Moz Q&A is closed.
After more than 13 years, and tens of thousands of questions, Moz Q&A closed on 12th December 2024. Whilst we’re not completely removing the content - many posts will still be possible to view - we have locked both new posts and new replies. More details here.
Robots.txt & meta noindex--site still shows up on Google Search
-
I have set up my robots.txt like this:
User-agent: *
Disallow: /and I have this meta tag in my on a Wordpress site, set up with SEO Yoast
name="robots" content="noindex,follow"/>
I did "Fetch as Google" on my Google Search Console
My website is still showing up in the search results and it says this:
"A description for this result is not available because of this site's robots.txt"
This site has not shown up for years and now it is ranking above my site that I want to rank for this keyword. How do I get Google to ignore this site? This seems really weird and I'm confused how a site with little content, that has not been updated for years can rank higher than a site that is constantly updated and improved.
-
CleverPhd,
Really since to see a detailed yet to the point answer.

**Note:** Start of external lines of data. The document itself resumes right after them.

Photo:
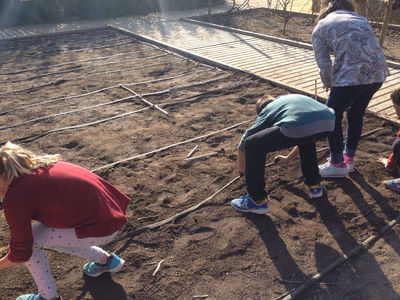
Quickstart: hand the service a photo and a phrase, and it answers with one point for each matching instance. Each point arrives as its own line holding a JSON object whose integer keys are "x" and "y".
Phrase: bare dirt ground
{"x": 63, "y": 94}
{"x": 299, "y": 27}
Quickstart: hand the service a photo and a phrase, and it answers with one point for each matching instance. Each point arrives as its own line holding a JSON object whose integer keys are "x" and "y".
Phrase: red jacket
{"x": 391, "y": 164}
{"x": 61, "y": 196}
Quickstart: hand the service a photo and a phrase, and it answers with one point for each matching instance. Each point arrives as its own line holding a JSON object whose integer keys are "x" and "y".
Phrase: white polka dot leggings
{"x": 61, "y": 240}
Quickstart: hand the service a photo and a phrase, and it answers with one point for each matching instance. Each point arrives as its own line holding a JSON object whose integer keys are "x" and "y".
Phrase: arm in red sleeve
{"x": 18, "y": 217}
{"x": 391, "y": 164}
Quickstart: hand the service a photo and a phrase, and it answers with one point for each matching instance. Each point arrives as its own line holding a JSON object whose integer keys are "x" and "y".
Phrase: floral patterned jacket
{"x": 358, "y": 58}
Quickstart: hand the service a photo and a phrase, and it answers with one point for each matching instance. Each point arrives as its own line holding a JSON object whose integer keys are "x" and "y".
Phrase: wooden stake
{"x": 193, "y": 150}
{"x": 201, "y": 156}
{"x": 385, "y": 23}
{"x": 144, "y": 100}
{"x": 158, "y": 267}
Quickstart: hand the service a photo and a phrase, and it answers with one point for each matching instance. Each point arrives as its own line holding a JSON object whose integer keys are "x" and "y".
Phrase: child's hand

Thanks for contributing, and being in the Moz community.
Regards,
Vijay
-
Thanks for that clarification CleverPhD, forgot to mention that.
-
This one has my vote. You have to allow them access in order to see that you don't want the pages indexed. If you block them from seeing this rule...well they won't be able to see it.
-
Just to be clear on what Logan said. You have to allow Google to crawl your site by opening up your robots.txt to Google so it can see your noindex directive that is on each of the pages. Otherwise Google will never "see" the noindex directive on your pages.
Likewise, on sitemap.xml. If you are not allowing Google to crawl the sitemap (because you are blocking it with robots.txt) then Google will not read the sitemap, find all your pages that have the noindex directive on them and then remove those pages from the index.
A great article is here
https://support.google.com/webmasters/answer/93710?hl=en&ref_topic=4598466
From the mouth of Google "Important! For the noindex meta tag to be effective, the page must not be blocked by a robots.txt file. If the page is blocked by a robots.txt file, the crawler will never see the noindex tag, and the page can still appear in search results, for example if other pages link to it."
The other point that logan makes is that Google might list your site if there are enough sites linking to it. The steps above should take care of this, as you are deindexing the page, but here is what I am thinking he is referencing
https://www.youtube.com/watch?v=KBdEwpRQRD0
Google will include a site that is blocked in robots.txt if enough pages link to it, even if they have not crawled the url.
You can go into Search Console and find all the links that they say are pointing to your site. You can also use tools like CognitiveSEO or Ahrefs, Majestic or Moz etc and gather up all of those sites to find links to your site and include those in a disavow file that you put into Search Console and tell Google to ignore all of those links to your site.
Secret bonus method. Putting a noindex directive in your robots
https://www.deepcrawl.com/knowledge/best-practice/robots-txt-noindex-the-best-kept-secret-in-seo/
This allows you to manage your noindex directives in your robots.txt. Makes it easier as you can control all your noindex directives from a central location and block whole folders at a time. This would stop Google from crawling AND indexing pages all in one page and you can just leave the rest of the site alone and not worry about if a noindex tag should or should not be on a certain page.
Good luck!
-
As mentioned by Logan,noindex meta tag
is the most effective way to remove indexed pages. It sometimes takes time, you have to submit the right sitemap.xml which cover the pages/post you wish to get removed from google index.
-
I did read that about the robots.txt and that is why I added the noindex.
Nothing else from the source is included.